Super Bowl XIV between the Steelers and L.A. Rams was played on Jan. 20, 1980, my 10th birthday. The scene at the Rose Bowl that day was majestic, with the bright Southern California winter sun glittering off 100,000 silver streamers in the hands of fans in the stands. It was a live spectacle in every sense of the word.
It was even better on NFL Films.
The spectacle of sunny kickoff descended into twilight with the game in the balance, when Terry Bradshaw unleashed his patented Super Bowl bombs under the lights, lifting the Steelers to their fourth championship in six years.
The Washington Redskins of the 1980s are still my favorite team.
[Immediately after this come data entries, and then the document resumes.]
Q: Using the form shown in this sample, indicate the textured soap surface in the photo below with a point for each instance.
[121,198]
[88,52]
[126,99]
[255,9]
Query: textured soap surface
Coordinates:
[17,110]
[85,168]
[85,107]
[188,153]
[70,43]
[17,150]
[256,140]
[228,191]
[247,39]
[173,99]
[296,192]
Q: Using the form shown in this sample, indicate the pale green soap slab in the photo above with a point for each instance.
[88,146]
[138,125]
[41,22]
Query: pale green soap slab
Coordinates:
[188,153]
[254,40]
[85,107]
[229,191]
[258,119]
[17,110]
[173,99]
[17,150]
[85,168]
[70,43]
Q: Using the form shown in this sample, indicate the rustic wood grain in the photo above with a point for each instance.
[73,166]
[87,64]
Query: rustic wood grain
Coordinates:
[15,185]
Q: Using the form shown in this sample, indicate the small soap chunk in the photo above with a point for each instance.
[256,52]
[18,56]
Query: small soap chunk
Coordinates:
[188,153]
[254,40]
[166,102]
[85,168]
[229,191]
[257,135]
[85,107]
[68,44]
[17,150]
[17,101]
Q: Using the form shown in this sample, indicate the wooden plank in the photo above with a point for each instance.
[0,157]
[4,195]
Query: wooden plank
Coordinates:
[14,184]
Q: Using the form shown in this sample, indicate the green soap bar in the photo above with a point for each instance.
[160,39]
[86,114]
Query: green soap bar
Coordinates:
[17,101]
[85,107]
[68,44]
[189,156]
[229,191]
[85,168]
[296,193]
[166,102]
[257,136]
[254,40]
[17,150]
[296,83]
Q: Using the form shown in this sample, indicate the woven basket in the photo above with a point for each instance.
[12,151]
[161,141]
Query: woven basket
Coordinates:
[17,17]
I was in the throes of young football lust at the time and they were the most colorful and most dominant team of those years, in the wake of the Pittsburgh dynasty. Still one of the more fascinating teams in football history.
Those Redskins were, as we wrote years ago, "The Last Old School Team."
The origins of the Cold, Hard Football Facts can be traced to the Dolphins-Redskins game in Super Bowl XVII: I sat in my room the days before the game, calculating stats for each team on graph paper, hoping to find ways that my beloved Redskins would win, which they did ... and in grand fashion.
It was the fourth quarter. It was fourth and inches. The Redskins trailed 17-13. The entire world knew that John Riggins, the Diesel, was getting the football. He busted off left tackle, behind Russ Grimm and Joe Jacoby, and rumbled for a 43-yard touchdown and what proved the game-winning score. It was a perfect punctuation mark for the Diesel and the Hogs.
It was brilliant watching it unfold as a boy.
It never gets old on NFL Films.
Sabol's championship team captured it all, from the shaking timbers of the old RFK in the momentously giddy NFC title game win over the Cowboys that year, to the deisel horns echoing as Riggins rumbled over another helpless opponent, to that thunderous touchdown run through the arms of Miami's overmatched Don McNeal in the Super Bowl.
It was beautiful to watch in the winter of 1983. Those experiences that influence my life, and millions of others, 30 years later live on in the visual poetry of the late Steve Sabol today.